A man went up the ladder, and the skipper, who sent an urgent message back with him, turned to the little cluster of miners who were waiting about his room.
"Something wrong with the engines?" asked one.
"There is," said the skipper, who knew his men and would not have admitted to the ordinary run of passengers what he did to them. "It will probably be some hours before they start again, and the shore's not very far away to lee. If you feel inclined to lend a hand at getting sail on her I guess it would be advisable."
The miners were willing, and set about it cheerfully, though it was blowing hard now and the long deck heaved and slanted under them. There is very seldom an unnecessary man on board a steamer, and the Adelaide's mate was glad of a few extra strong arms just then. That they were drenched with bitter spray and occasionally flung against winch and bulwarks did not greatly trouble them. Things of that kind did not count after facing the wild turmoil of northern rivers and living through destroying hazes of blizzard-driven snow.
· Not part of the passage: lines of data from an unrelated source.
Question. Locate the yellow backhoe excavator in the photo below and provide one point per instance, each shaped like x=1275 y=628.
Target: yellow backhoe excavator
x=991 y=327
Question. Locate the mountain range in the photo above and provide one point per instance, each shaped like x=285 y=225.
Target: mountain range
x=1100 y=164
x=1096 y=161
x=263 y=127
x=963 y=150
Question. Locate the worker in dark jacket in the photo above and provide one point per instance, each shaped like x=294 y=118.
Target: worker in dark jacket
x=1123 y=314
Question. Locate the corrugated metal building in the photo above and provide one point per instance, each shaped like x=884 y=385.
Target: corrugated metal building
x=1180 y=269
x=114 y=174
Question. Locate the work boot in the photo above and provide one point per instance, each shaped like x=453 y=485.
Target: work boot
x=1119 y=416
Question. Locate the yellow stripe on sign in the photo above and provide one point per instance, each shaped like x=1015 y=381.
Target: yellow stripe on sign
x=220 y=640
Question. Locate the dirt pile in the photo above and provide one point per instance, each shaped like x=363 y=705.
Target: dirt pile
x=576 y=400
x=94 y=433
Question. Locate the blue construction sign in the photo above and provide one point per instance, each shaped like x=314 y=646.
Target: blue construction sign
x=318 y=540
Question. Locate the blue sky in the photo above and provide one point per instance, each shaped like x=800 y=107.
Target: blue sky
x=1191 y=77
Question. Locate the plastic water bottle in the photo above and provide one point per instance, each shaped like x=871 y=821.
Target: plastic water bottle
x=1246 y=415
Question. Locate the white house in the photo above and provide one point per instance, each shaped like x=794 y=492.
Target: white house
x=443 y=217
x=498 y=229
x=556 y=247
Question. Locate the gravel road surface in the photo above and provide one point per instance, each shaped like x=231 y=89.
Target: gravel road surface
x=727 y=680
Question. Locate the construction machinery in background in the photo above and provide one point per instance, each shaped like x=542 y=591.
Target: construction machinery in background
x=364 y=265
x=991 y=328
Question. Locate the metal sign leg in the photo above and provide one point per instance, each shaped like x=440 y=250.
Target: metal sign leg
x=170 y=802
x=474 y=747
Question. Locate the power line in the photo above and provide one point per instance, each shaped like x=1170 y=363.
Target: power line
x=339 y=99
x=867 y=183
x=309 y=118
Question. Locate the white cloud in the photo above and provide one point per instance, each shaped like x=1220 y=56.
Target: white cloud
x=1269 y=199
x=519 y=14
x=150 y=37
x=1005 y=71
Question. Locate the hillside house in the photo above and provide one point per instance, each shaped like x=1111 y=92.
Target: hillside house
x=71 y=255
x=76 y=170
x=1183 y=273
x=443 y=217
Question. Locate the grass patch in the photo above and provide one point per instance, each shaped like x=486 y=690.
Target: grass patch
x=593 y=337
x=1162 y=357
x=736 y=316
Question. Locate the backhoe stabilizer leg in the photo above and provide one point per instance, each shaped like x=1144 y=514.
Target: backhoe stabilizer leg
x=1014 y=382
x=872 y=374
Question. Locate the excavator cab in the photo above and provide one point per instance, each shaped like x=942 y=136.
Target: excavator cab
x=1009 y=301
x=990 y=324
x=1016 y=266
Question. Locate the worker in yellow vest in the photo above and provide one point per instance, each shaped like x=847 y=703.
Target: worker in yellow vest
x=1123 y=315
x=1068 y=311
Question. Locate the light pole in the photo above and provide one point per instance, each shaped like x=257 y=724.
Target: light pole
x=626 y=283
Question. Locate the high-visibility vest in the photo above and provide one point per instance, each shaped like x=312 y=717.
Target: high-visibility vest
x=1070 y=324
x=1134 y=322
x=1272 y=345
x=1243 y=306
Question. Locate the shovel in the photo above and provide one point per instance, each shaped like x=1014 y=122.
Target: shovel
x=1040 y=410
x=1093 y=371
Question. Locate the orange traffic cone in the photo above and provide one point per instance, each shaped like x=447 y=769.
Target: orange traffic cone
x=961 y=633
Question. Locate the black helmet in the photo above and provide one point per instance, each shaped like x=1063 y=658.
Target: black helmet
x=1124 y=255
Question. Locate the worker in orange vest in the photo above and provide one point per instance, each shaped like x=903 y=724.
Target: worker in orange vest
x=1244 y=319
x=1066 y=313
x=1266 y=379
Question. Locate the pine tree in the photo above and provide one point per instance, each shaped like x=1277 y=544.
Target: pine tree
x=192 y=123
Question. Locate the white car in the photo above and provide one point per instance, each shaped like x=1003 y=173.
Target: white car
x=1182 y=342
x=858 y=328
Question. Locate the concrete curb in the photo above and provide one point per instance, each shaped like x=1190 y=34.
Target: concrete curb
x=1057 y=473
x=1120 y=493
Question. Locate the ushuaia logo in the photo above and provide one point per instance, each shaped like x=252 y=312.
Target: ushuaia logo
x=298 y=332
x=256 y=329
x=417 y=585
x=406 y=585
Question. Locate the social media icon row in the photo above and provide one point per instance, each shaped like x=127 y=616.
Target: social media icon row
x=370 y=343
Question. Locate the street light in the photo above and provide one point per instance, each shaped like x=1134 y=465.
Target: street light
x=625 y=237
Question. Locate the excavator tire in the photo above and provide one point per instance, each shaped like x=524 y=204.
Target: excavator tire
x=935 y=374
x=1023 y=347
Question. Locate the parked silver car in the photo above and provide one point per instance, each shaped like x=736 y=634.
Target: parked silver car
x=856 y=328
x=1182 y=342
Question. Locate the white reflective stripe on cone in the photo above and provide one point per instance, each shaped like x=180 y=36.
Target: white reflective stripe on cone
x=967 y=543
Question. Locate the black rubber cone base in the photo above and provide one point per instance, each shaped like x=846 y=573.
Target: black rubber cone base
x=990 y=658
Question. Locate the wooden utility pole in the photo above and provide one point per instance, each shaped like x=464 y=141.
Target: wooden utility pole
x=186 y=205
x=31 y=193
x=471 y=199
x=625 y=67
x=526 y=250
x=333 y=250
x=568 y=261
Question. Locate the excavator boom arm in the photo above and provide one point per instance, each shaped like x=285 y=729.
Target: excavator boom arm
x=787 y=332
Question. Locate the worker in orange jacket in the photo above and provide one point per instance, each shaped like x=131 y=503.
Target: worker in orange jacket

So they got the canvas on her, forestaysail, gaff-headed foresail, mainstaysail, and a blackened three-cornered strip abaft the mainmast, and the skipper felt a trifle easier when he found that he could steer her. She crawled through the water at perhaps two knots an hour, dragging her idle screw, but she also drove to leeward nearer the deadly reefs.
CHAPTER XXIX
UNDER COMPULSION
It was in the gray of the morning when Jimmy saw her, a dim patch of hull and four strips of sail that heaved and dipped between the seas. He also saw the faint loom of land behind her, and turned to Lindstrom, who stood beside him, with a grim smile.
"I think we can make our own terms to-day," he said. "She wouldn't be there with those reefs to lee of her if her engines hadn't broken down. Will you ask the bos'n to have a board ready and a brushful of white lead?"
Then he turned to the man in oilskins who held the steering wheel. "Hard over. Run her right down on them."
The Shasta's bows came round, and the light was growing clearer when she lay with engines stopped as close to windward of the Adelaide as Jimmy dared venture. The latter crawled ahead sluggishly, heaving her bows up streaming out of the long seas that fell away beneath a high wall of slanted iron hull until the blackened strips of sailcloth swung wildly back again. Then her tall side sank down until the line of rail was level with the brine. A couple of shapeless, oilskinned figures clung to her slanted bridge with the spray whirling about them, and ragged wisps of cloud drove fast across the low and dingy sky overhead.